Thin Kimono is a book of mistaken identities: a hallucinogenic wandering through a cocktail party the night before the invention of the internet. The party is populated with individuals you may or may not know. Your wife is a slightly altered version of herself. There are horses, but even they have become something else. Michael Earl Craig’s acupuncturist is here too. She tells us her “speakers are hidden in the jade plant” (The Bad Clown) We get the sense she is struggling not to become evil. We know there must be separate rooms, separate poem-rooms, but even with titles, often the only sense of demarcation comes from the turning of pages. This is particularly true in the book’s second and smallest section, which is reminiscent of Matthew Rohrer’s “A Plate of Chicken” in that the section is comprised of short 8-line segments separated by asterisks (“A Plate of Chicken” is divided into 7-line segments). Also like “A Plate of Chicken,” this section employs an uncanny use of dissociative observation as lens for self-reflection.

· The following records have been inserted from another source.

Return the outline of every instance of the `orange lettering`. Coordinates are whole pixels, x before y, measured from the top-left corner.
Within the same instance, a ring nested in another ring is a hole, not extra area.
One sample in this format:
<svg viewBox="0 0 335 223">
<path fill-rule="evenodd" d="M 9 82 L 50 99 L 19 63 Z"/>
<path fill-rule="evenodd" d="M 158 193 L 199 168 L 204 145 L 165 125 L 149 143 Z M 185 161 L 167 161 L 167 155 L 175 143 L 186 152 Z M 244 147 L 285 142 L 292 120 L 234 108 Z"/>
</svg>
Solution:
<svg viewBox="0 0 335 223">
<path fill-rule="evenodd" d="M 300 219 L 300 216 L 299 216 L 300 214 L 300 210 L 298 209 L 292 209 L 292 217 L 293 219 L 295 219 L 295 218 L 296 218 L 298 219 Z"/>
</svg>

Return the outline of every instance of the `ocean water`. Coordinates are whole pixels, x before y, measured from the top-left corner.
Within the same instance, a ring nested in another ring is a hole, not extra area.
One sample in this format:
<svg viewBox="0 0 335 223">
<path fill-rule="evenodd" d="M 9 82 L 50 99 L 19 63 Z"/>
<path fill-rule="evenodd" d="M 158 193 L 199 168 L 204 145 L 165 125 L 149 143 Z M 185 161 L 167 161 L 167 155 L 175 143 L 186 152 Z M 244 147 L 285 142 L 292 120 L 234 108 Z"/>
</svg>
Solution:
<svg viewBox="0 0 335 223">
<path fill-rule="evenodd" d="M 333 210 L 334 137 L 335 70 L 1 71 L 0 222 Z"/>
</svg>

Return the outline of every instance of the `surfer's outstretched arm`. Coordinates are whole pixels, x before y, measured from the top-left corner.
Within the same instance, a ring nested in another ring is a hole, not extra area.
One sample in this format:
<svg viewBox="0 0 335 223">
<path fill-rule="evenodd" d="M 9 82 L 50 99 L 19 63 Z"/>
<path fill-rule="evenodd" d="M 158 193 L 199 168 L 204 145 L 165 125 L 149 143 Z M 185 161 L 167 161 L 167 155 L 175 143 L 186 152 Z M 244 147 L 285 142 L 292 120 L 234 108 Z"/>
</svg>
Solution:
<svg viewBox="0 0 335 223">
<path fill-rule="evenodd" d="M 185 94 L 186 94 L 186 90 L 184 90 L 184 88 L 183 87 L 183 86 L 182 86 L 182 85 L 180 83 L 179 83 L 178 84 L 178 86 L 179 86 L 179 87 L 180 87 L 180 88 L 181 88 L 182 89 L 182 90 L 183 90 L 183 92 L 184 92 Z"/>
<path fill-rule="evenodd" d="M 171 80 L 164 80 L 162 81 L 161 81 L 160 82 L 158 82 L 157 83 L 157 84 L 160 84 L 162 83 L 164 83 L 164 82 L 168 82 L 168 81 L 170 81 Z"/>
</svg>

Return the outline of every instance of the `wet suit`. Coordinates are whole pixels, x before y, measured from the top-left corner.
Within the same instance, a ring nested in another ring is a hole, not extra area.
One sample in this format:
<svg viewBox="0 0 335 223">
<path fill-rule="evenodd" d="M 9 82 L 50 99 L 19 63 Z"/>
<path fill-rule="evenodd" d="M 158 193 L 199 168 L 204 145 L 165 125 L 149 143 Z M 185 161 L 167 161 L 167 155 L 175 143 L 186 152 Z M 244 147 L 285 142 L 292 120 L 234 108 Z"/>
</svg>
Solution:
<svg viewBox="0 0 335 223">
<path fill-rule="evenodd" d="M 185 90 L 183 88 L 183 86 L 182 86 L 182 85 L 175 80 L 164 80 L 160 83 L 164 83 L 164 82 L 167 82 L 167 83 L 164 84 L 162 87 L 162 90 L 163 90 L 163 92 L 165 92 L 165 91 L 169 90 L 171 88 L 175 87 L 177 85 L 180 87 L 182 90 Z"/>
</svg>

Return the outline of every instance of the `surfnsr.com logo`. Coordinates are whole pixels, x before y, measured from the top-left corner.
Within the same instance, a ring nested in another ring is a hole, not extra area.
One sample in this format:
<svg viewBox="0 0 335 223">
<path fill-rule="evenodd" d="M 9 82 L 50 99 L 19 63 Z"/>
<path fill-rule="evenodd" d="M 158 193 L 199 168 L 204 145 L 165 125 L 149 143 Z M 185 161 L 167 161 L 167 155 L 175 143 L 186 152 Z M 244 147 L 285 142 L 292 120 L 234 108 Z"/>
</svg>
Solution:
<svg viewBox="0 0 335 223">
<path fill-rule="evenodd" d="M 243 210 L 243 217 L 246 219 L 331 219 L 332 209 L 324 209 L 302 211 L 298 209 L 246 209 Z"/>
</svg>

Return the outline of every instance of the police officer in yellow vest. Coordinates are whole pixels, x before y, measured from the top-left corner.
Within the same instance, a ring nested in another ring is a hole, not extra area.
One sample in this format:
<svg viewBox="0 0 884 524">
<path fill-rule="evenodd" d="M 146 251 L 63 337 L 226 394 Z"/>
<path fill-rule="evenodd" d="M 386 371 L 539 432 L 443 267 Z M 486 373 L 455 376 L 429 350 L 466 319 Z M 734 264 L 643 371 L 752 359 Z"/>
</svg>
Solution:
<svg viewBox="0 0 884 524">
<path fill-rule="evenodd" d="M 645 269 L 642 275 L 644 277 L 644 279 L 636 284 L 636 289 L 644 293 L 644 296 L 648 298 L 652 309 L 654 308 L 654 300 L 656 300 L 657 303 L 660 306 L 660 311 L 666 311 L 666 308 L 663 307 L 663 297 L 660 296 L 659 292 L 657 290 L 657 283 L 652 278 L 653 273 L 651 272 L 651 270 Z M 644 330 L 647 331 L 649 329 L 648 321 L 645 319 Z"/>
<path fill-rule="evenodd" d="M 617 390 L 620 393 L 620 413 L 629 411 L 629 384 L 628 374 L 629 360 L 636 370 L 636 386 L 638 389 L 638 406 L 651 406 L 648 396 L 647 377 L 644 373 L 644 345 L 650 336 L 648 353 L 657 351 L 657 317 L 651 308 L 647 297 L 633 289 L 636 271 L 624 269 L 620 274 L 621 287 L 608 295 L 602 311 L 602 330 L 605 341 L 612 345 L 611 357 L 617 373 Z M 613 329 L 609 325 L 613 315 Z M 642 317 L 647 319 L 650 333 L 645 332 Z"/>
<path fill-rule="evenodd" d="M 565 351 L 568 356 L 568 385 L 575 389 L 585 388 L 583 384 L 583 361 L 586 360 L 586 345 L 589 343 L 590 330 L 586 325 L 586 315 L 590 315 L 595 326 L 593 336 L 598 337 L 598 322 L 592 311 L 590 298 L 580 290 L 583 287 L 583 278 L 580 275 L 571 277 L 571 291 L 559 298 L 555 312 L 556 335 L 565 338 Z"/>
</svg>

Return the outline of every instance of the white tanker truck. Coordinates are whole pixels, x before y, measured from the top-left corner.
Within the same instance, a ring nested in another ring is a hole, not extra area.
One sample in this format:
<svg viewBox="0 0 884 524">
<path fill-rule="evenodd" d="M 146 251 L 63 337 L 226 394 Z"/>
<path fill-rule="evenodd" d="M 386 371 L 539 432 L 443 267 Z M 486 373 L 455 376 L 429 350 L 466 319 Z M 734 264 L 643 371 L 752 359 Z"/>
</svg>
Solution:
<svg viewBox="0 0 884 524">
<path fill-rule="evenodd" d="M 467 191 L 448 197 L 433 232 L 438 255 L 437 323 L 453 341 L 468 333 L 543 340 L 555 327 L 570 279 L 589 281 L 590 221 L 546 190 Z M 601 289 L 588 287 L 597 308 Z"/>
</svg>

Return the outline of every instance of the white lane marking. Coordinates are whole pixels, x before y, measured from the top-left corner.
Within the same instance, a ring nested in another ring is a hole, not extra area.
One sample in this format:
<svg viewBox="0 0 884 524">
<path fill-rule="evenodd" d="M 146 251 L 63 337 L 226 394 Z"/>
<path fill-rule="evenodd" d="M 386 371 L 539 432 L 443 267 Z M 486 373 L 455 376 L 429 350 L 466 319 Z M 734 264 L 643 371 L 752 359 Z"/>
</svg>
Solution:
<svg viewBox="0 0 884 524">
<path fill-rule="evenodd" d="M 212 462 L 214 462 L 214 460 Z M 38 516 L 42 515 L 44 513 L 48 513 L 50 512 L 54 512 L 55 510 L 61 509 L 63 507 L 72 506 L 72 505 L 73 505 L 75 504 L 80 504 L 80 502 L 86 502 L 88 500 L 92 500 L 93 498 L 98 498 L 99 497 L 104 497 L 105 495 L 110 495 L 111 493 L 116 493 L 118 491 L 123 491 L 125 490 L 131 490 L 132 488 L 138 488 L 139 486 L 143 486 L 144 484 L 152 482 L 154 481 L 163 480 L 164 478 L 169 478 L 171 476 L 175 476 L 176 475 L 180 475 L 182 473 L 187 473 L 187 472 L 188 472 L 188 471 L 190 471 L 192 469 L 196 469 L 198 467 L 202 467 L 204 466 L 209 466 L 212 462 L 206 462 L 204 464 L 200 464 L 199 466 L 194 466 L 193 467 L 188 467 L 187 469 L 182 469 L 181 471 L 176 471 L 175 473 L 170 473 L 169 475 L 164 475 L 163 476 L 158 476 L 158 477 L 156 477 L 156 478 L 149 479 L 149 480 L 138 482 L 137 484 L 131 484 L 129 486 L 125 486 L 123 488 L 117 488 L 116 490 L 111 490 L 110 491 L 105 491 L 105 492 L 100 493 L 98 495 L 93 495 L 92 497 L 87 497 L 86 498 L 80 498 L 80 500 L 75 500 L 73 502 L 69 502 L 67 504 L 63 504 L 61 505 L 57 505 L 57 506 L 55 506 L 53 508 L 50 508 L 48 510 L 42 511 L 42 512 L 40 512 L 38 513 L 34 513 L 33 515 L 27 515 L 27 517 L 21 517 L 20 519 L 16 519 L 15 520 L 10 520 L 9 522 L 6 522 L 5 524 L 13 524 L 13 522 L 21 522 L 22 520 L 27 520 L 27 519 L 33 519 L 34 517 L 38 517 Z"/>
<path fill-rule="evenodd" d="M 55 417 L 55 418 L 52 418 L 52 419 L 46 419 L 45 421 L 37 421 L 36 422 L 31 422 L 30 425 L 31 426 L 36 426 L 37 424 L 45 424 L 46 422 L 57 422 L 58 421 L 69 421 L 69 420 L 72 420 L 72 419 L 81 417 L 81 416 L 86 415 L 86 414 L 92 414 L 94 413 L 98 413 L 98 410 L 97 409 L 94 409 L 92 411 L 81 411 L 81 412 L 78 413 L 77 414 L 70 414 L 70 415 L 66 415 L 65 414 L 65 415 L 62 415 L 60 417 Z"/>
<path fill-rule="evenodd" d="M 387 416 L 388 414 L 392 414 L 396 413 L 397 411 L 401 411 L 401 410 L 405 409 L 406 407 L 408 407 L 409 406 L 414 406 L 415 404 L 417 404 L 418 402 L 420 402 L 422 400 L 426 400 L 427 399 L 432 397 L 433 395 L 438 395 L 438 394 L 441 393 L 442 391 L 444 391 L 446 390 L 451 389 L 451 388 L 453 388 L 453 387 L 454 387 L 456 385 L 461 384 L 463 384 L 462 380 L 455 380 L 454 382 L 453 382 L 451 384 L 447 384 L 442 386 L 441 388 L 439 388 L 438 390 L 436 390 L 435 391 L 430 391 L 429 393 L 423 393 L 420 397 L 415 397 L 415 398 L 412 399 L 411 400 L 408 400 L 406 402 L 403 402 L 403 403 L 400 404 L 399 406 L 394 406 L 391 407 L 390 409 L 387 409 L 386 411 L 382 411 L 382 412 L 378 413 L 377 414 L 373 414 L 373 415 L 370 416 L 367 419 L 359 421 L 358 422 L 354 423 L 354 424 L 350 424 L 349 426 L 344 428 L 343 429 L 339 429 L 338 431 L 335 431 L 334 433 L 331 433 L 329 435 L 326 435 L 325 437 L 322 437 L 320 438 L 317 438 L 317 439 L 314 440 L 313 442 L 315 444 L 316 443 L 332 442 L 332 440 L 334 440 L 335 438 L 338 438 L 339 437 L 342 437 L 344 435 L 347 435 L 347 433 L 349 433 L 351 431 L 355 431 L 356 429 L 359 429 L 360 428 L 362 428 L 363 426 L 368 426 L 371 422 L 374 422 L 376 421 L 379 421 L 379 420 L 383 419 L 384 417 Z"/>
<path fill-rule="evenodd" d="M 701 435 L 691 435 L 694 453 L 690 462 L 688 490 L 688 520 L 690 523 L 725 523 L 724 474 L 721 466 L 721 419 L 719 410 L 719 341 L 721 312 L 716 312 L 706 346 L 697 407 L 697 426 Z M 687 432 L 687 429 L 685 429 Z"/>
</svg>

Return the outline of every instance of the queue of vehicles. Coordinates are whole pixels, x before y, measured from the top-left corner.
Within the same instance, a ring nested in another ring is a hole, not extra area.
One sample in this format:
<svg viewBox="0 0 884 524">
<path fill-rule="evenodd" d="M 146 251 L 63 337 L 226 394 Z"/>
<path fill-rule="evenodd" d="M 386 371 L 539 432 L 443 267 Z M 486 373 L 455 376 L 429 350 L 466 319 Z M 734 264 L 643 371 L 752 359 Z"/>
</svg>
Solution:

The innervated spatula, it
feels things even you don’t.
In 204 a couple humps briskly
like Great Danes, it’s textbook (had heard
what was probably a shoe hit the wall
with some force). We dream of perfecting life
somewhere else. In space, let’s say.
Wearing Erik Satie stretch pants.
We are invited to enter the rooms of his characters, to observe their strange habits and quiet respect for the divinity in objects, and then we let them pass back into an interaction we can only assume continues to occur after our leaving. “The nitwit danced with the congresswoman/ at the spring picnic,” Craig writes in “Poem.” As a reader I take solace in the knowledge that this dance continues even once I have closed the book and replaced it on my bookshelf. I’m equally glad to know that couple in 204 will be humping eternally, briskly.
In “The Neighbor,” one of the book’s most defiant and arguably self-aware poems, a dinner roll falls off the dining room table. “It [rolls] across the room and [passes] through the doorway into the bedroom and the door [slams] shut behind it.” Nothing about this act is portrayed as being out of the ordinary. To the contrary, we feel a very natural loss at the roll’s leaving, as though we, the non-participatory readers, have done something to cause it to throw a tantrum. After all, this particular poem is about us: about Craig’s inability to imagine us as anyone other than exactly himself, and of course about our inability to fulfill that expectation. Perhaps we feel an affinity to the roll in this poem because Craig has chosen the roll to represent our interests. While reading, there is always a recognition that we cannot enter the poem unless we are written into it, and so, like ghosts, we posses for a moment the body of the dinner roll and storm indignantly out of the room.
As with the proems of Francis Ponge, the objects in Thin Kimono are imbued with a kind of duplicitous consciousness. However, where Ponge’s objects come across as insecure and terrified of the softness that is contained within them, Craig’s objects appear at times in a state of revolt against the very human hands that created them. In “In The Road,” Craig tells us of a dream where he is shoeing a horse.
________________…Hitting
the nails was like trying to strike flies
from the air. My hammer flashed in the sun,
striking the shoe to the left or the right of the nail.
One miss-hit busted my thumb open.
Blood trickled like a wet glove over my hand.
Even the blood here becomes an object capable of acting of its own volition. And again, similar to the proems of Francis Ponge, there is a moment where the interior comes to the surface, transforms itself, and covers “like a glove” the exterior. The blood in this instance is no longer an extension of the body but has become more an extension of the hammer that has revolted against the body. The objects have overtaken consciousness. Our grasping at them will lead to our own demise. Here is a very clearly stated desire to turn away from our tendency toward possession of material goods and into a world of endless metaphysical fulfillment, the lucid dreamstate where surrealism and realism and absurdism all coexist.
These poems occur in the space between the stirring of consciousness and the awakening of reason, when our unconscious perceptions of the objects and characters that embody our lives are still dripping in the semiotic fluid of dreams and of language. In short, it’s a very fun book to read, and one that leaves you feeling more inquisitive and excited about the earth’s occupants (both sentient and non-sentient) than when you opened it. Craig’s poems are as layered and thick as a well-made baklava. They are equally accessible, rich, and nutty. “THE READER CAN ALMOST BE DUMB REALLY AND STILL GET [THEM].”(Bluebirds) Also like baklava, they taste more of the Country Marm’s kitchen than of the Hostess factory, more of the earth than of the machines we have created to destroy it. As with so many of the books put out by Wave, this one is quirky, intelligent, and entertaining, with leaps that sometimes require a great effort in the suspension of disbelief. I for one am glad to go there, glad to learn of the disparities that can be stitched together by consciousness, and particularly glad to again crack the form I have built around cognition. I hope this book does the same for you.